In a statement, military spokesperson, Major General Chris Olukolade, said one soldier was killed in a landmine explosion during Friday’s operation and around 10 others were injured. Thousands have been killed in the Islamist group’s six-year insurgency that at its height saw the insurgents control an area the size of Belgium in Africa’s biggest oil producer.
But the group, whose name means “Western education is sinful” in the Hausa language, has been pushed from most of the territory it controlled in the past few months by Nigeria’s army with assistance, at times, from soldiers provided by neighbouring Chad, Niger and Cameroon.
“Troops have forged ahead with the on-going offensive operations as scores of the terrorists died in the assault on their bases,” said Olukolade.” A total of 20 women and children were rescued,” added the military spokesperson, who said the operation was on-going.
The Sambisa forest covers a vast area in a remote part of northeast Nigeria, making it difficult to verify the claims.
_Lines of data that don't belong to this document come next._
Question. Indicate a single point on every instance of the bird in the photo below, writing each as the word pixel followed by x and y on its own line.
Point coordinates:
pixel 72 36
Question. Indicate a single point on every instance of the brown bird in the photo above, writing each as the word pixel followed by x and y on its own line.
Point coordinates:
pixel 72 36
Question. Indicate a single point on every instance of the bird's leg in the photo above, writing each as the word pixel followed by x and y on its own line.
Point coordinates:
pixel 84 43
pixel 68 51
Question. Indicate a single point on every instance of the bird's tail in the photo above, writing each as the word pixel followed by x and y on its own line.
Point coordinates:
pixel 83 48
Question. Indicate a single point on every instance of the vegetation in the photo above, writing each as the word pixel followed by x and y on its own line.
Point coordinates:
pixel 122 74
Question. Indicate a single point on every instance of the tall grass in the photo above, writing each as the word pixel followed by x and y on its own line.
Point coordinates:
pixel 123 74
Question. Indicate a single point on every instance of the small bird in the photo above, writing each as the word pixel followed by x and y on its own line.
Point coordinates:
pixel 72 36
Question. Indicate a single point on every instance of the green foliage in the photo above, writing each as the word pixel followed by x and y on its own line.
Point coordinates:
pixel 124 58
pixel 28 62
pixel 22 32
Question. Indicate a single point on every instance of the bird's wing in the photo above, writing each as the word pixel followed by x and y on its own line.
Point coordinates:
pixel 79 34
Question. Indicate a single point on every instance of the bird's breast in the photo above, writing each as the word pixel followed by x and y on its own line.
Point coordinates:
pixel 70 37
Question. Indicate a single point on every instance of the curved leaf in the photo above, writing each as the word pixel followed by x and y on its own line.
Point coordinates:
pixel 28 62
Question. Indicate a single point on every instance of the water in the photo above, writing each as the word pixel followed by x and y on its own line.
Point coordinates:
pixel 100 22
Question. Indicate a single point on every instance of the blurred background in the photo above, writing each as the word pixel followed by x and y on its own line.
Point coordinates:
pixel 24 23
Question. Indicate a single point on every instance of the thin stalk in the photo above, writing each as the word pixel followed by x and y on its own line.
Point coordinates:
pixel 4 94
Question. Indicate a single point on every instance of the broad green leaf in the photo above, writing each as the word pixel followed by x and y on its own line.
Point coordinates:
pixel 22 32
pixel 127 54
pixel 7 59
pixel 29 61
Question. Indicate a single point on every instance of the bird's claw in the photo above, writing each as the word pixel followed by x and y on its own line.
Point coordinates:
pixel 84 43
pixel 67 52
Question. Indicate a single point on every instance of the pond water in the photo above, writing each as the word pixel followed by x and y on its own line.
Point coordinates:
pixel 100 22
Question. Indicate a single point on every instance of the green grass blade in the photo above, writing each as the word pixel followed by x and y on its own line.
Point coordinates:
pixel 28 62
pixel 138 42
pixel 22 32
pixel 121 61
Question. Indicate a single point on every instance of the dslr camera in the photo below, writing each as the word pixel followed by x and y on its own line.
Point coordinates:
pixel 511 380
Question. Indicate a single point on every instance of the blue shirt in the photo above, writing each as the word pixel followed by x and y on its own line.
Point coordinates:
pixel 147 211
The military did not say if those rescued included any of the 200 schoolgirls Boko Haram abducted from the town of Chibok last year, an attack that sparked an international outcry.
Diplomats and intelligence officials said they believed at least some of the girls were being held in the forest about 100km (60 miles) from Chibok, although US reconnaissance drones failed to find them.
The Nigerian army has freed more than 700 women held by Boko Haram in recent weeks but the Chibok girls have not been among them. Boko Haram, which sometimes puts out statements and videos via the Internet, has not commented on the military’s claims.
Nigerians hope president-elect, Muhammadu Buhari, a former army general who will be inaugurated on Friday, will stamp out the rebellion which his predecessor, Goodluck Jonathan, struggled to confront.